With all the other news of the last few days, it’s been easy to overlook the release last Friday of the first read (of three soundings that will be released in the near term) the nation got on U.S. economic growth in the third quarter. That’s unfortunate because these data on the gross domestic product (GDP) continued to be distorted by sizable fluctuations generated by President Trump’s recent trade policy moves. As a result, the outlook for future growth looks especially cloudy, and that goes double for the odds that its recent acceleration from the crummy rates so far during the current economic recovery can continue.
The impact of trade-generated short-term noise is clear from the change seen in the U.S. trade deficit between the second and third quarters. In inflation-adjusted terms (the GDP measure that’s most widely followed) during that period, the shortfall dropped by 6.80 percent, from $902.4 billion on an annualized basis to $841.0 billion. That was the biggest sequential decrease since the fourth quarter of 2013 (9.24 percent).
But in the third quarter, the real trade gap rebounded to $939.0 billion – its all-time highest (besting the previous record of $932.5 billion in the third quarter of 2006, during pre-financial crisis days). In addition, the quarterly increase of 11.65 percent was the biggest since the 13.18 percent during the second quarter of 2010 – during the early stages of the current economic recovery.
What’s been going on? As widely reported, both American exporters and importers have been rushing shipments of goods to each other’s markets in order to beat the tariffs at home and abroad that have been actually imposed or threatened. During the second quarter, the biggest rush was made by U.S. exporters – their shipments overseas jumped by 3.21 percent quarter-to-quarter on an annualized basis. That was the biggest surge since the 3.93 percent annualized rise in the fourth quarter of 2013. That’s largely why the trade deficit narrowed.
During the third quarter, at least according to these preliminary figures, goods exports fell back by 1.79 percent – their worst performance since the 2.44 percent decline registered in the first quarter of 2015. Hence, in part, the rebound in the trade deficit. (Again, all these numbers and those in the next paragraph are annualized.)
On the merchandise import front, U.S. purchases of foreign goods in the second quarter stayed pretty flat sequentially – which also contributed to the trade shortfall’s improvement. But in the third quarter, goods imports advanced by 2.48 percent – the biggest such rise since the fourth quarter of 2017 (3.37 percent).
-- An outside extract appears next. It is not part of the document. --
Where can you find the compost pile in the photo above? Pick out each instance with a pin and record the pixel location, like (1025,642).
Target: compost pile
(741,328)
At the same time, as just indicated, these fluctuations have been multi-year highs, not multi-decade highs. So even though the data were noisy, they weren’t epic-ally noisy, or even close.
More epic was the bite from after-inflation growth taken by the higher trade deficit in the third quarter. It chopped fully 1.78 percent points off the 3.46 percent annualized increase. That’s the highest such toll in absolute terms since the 1.91 percentage points taken from growth in the third quarter of 1985! But the picture looks much less dramatic if you measure this growth loss as a share of the actual growth.
During the third quarter, the trade bite amounted to 51.44 percent of that growth. But that’s only the biggest such figure since the fourth quarter of 2016, when the sequential increase in the trade deficit subtracted 75.43 percent (1.32 percentage points) of that period’s 1.75 percent annualized constant dollar growth.
All the same, for the time being, the trade drag on cumulative after-inflation growth over the course of the entire economic recovery is up again. As of the second quarter, it had cost the economy 10.77 percent of its cumulative growth – or $363.7 billion. The third quarter numbers reveal the trade hit at 13.05 percent of cumulative growth – or $461.7 billion.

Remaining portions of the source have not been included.